Conclusion Analysis#
Suppose the pre-trained parameters are represented by $W_0 \in \mathbb{R}^{n\times m}$. If full-parameter fine-tuning were employed, the update would also be an $n\times m$ matrix. To reduce the number of parameters, LoRA constrains the update to a low-rank matrix by setting $W = W_0 + AB$, where $A \in \mathbb{R}^{n\times r}$, $B \in \mathbb{R}^{r\times m}$, and $r \ll \min(n, m)$. The model's original parameters are then replaced with the new $W$, while $W_0$ remains fixed during training, with only $A$ and $B$ being updated, as illustrated below:
Note that LoRA is typically applied to dense layers, but the original paper's analysis is based on left-multiplication of weights, whereas implementations generally use right-multiplication of inputs. To avoid confusion, this article aligns notation with implementation: assuming the layer input is $X \in \mathbb{R}^{b\times n}$, the layer operation is $XW = X(W_0 + AB)$. Since the "LoRA+" conclusion is independent of pre-trained weights, we can without loss of generality set $W_0 = 0$, simplifying the layer operation to $Y = XAB \in \mathbb{R}^{b\times m}$.
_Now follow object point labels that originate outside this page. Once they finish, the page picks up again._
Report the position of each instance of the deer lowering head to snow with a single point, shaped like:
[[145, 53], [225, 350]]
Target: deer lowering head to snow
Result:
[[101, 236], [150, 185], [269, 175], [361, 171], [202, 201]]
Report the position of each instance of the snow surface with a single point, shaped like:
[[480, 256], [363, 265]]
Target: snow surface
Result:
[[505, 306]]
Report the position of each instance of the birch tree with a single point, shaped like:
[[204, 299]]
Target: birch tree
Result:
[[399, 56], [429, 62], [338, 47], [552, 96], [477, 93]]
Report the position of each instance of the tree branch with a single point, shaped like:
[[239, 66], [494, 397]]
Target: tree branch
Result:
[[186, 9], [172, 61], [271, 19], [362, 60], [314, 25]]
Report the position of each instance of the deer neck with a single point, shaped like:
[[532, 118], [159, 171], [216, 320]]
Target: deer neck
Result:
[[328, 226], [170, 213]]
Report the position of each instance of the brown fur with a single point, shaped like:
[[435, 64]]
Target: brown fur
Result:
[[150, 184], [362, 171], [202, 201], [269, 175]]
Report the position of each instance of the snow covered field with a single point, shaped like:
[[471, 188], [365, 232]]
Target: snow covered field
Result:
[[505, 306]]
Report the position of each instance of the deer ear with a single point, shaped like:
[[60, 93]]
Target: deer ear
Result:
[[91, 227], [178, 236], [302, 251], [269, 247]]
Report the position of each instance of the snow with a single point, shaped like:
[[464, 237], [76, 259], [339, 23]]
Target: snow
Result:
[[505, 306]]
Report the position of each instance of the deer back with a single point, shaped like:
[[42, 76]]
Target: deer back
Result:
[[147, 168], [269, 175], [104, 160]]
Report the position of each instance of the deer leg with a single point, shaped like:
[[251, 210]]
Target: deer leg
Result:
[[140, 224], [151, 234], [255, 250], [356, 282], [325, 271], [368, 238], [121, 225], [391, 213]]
The conclusion of "LoRA+" is:
To maximize LoRA's effectiveness and approximate the optimal solution as closely as possible, the learning rate for weight $B$ should exceed that for weight $A$.
Note that to ensure the initial model is equivalent to the original pre-trained model, LoRA typically initializes either $A$ or $B$ entirely to zero. Initially, the author assumed this conclusion might depend on which matrix is zero-initialized, but careful reading reveals that the conclusion claimed by "LoRA+" is independent of zero initialization. In other words, although $A$ and $B$ appear symmetric superficially, they possess inherent asymmetry such that regardless of whether $A$ or $B$ is zero-initialized, the conclusion remains that $B$'s learning rate should exceed $A$'s. This makes the finding particularly interesting.
However, it must be noted that the original "LoRA+" paper's explanation is rather convoluted, so what follows is the author's simplified derivation. Essentially, it rests on two assumptions:
1. Numerical Stability: The output values of each layer in the model should be numerically stable and independent of network width.
2. Equal Contribution: For optimal LoRA performance, matrices $A$ and $B$ should contribute equally to the model's effectiveness.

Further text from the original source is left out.